Update (June 22nd @ 12:36 AM): Errrr. Right. Accidentally referred to the CPU in terms of TFLOPs. That's incorrect — it's not a floating-point decimal processor. Should be trillions of operations per second (teraops). Whoops! Also, it has a die area of 64sq.mm, compared to 520sq.mm of something like GF110.
So this is an interesting news post. Graduate students at UCDavis have designed and produced a thousand-core CPU at IBM's facilities. The processor is manufactured on their 32nm process, which is quite old — about half-way between NVIDIA's Fermi and Kepler if viewed from a GPU perspective. Its die area is not listed, though, but we've reached out to their press contact for more information. The chip can be clocked up to 1.78 GHz, yielding 1.78 teraops of theoretical performance.
These numbers tell us quite a bit.
The first thing that stands out to me is that the processor is clocked at 1.78 GHz, has 1000 cores, and is rated at 1.78 teraops. This is interesting because modern GPUs (note that this is not a GPU — more on that later) are rated at twice the clock rate times the number of cores. The factor of two comes in with fused multiply-add (FMA), a*b + c, which can be easily implemented as a single instruction and are widely used in real-world calculations. Two mathematical operations in a single instruction yields a theoretical max of 2 times clock times core count. Since this processor does not count the factor of two, it seems like its instruction set is massively reduced compared to commercial processors.
If they even cut out FMA, what else did they remove from the instruction set? This would at least partially explain why the CPU has such a high theoretical throughput per transistor compared to, say, NVIDIA's GF110, which has a slightly lower TFLOP rating with about five times the transistor count — and that's ignoring all of the complexity-saving tricks that GPUs play, that this chip does not. Update (June 22nd @ 12:36 AM): Again, none of this makes sense, because it's not a floating-point processor.
"Big Fermi" uses 3 billion transistors to achieve 1.5 TFLOPs when operating on 32 pieces of data simultaneously (see below). This processor does 1.78 teraops with 0.621 billion transistors.

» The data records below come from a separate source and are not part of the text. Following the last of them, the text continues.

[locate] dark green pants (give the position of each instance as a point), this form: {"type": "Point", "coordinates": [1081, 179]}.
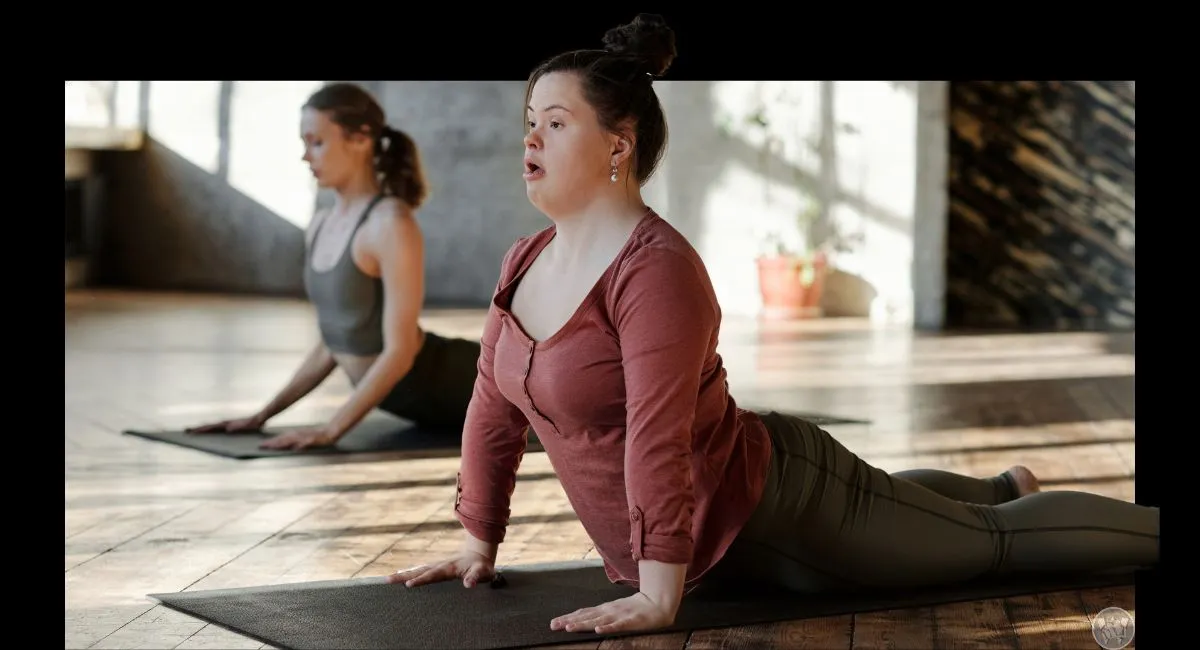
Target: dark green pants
{"type": "Point", "coordinates": [437, 390]}
{"type": "Point", "coordinates": [828, 521]}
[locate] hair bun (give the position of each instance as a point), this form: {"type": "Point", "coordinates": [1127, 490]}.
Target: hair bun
{"type": "Point", "coordinates": [647, 38]}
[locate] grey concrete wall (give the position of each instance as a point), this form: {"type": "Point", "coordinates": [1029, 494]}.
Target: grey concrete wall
{"type": "Point", "coordinates": [220, 198]}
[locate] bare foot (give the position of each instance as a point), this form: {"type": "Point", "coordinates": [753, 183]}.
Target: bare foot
{"type": "Point", "coordinates": [1026, 482]}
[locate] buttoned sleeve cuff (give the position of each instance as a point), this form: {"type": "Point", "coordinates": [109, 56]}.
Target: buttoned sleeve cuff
{"type": "Point", "coordinates": [657, 547]}
{"type": "Point", "coordinates": [486, 523]}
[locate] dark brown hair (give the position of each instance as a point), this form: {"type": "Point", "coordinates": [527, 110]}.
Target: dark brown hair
{"type": "Point", "coordinates": [618, 79]}
{"type": "Point", "coordinates": [397, 161]}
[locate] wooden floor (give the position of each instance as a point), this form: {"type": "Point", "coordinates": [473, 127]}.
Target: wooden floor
{"type": "Point", "coordinates": [144, 517]}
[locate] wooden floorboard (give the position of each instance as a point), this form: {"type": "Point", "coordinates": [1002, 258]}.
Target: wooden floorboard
{"type": "Point", "coordinates": [144, 517]}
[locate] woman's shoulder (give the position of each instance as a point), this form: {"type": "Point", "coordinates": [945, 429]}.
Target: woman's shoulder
{"type": "Point", "coordinates": [522, 250]}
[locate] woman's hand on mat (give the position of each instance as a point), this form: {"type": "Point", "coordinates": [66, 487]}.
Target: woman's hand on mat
{"type": "Point", "coordinates": [468, 566]}
{"type": "Point", "coordinates": [301, 439]}
{"type": "Point", "coordinates": [636, 613]}
{"type": "Point", "coordinates": [255, 422]}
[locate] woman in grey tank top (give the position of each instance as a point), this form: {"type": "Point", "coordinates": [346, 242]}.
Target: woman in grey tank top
{"type": "Point", "coordinates": [364, 274]}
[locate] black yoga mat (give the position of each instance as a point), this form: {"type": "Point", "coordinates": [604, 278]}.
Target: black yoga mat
{"type": "Point", "coordinates": [369, 613]}
{"type": "Point", "coordinates": [373, 434]}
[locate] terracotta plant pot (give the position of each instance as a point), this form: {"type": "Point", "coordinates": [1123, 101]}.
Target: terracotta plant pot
{"type": "Point", "coordinates": [791, 287]}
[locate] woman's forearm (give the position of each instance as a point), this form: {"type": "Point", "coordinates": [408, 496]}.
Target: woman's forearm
{"type": "Point", "coordinates": [315, 369]}
{"type": "Point", "coordinates": [480, 547]}
{"type": "Point", "coordinates": [663, 583]}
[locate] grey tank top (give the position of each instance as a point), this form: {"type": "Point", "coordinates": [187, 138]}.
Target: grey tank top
{"type": "Point", "coordinates": [349, 302]}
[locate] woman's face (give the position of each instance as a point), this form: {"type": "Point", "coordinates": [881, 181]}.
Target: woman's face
{"type": "Point", "coordinates": [331, 156]}
{"type": "Point", "coordinates": [568, 156]}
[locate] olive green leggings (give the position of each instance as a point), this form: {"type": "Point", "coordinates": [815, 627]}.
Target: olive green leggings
{"type": "Point", "coordinates": [828, 521]}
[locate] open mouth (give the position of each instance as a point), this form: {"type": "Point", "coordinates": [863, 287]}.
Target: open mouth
{"type": "Point", "coordinates": [533, 170]}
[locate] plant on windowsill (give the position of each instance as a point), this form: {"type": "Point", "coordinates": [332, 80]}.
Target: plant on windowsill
{"type": "Point", "coordinates": [792, 278]}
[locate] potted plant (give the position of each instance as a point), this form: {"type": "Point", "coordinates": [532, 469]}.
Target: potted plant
{"type": "Point", "coordinates": [791, 277]}
{"type": "Point", "coordinates": [791, 282]}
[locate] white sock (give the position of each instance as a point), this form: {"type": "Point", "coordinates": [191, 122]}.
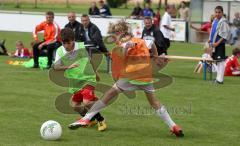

On the other hand, this chip is different from GPUs in that it doesn't use their complexity-saving tricks. GPUs save die space by tying multiple threads together and forcing them to behave in lockstep. On NVIDIA hardware, 32 instructions are bound into a “warp”. On AMD, 64 make up a “wavefront”. On Intel's Xeon Phi, AVX-512 packs 16, 32-bit instructions together into a vector and operates them at once. GPUs use this architecture because, if you have a really big workload, you, chances are, have very related tasks; neighbouring pixels on a screen will be operating on the same material with slightly offset geometry, multiple vertexes of the same object will be deformed by the same process, and so forth.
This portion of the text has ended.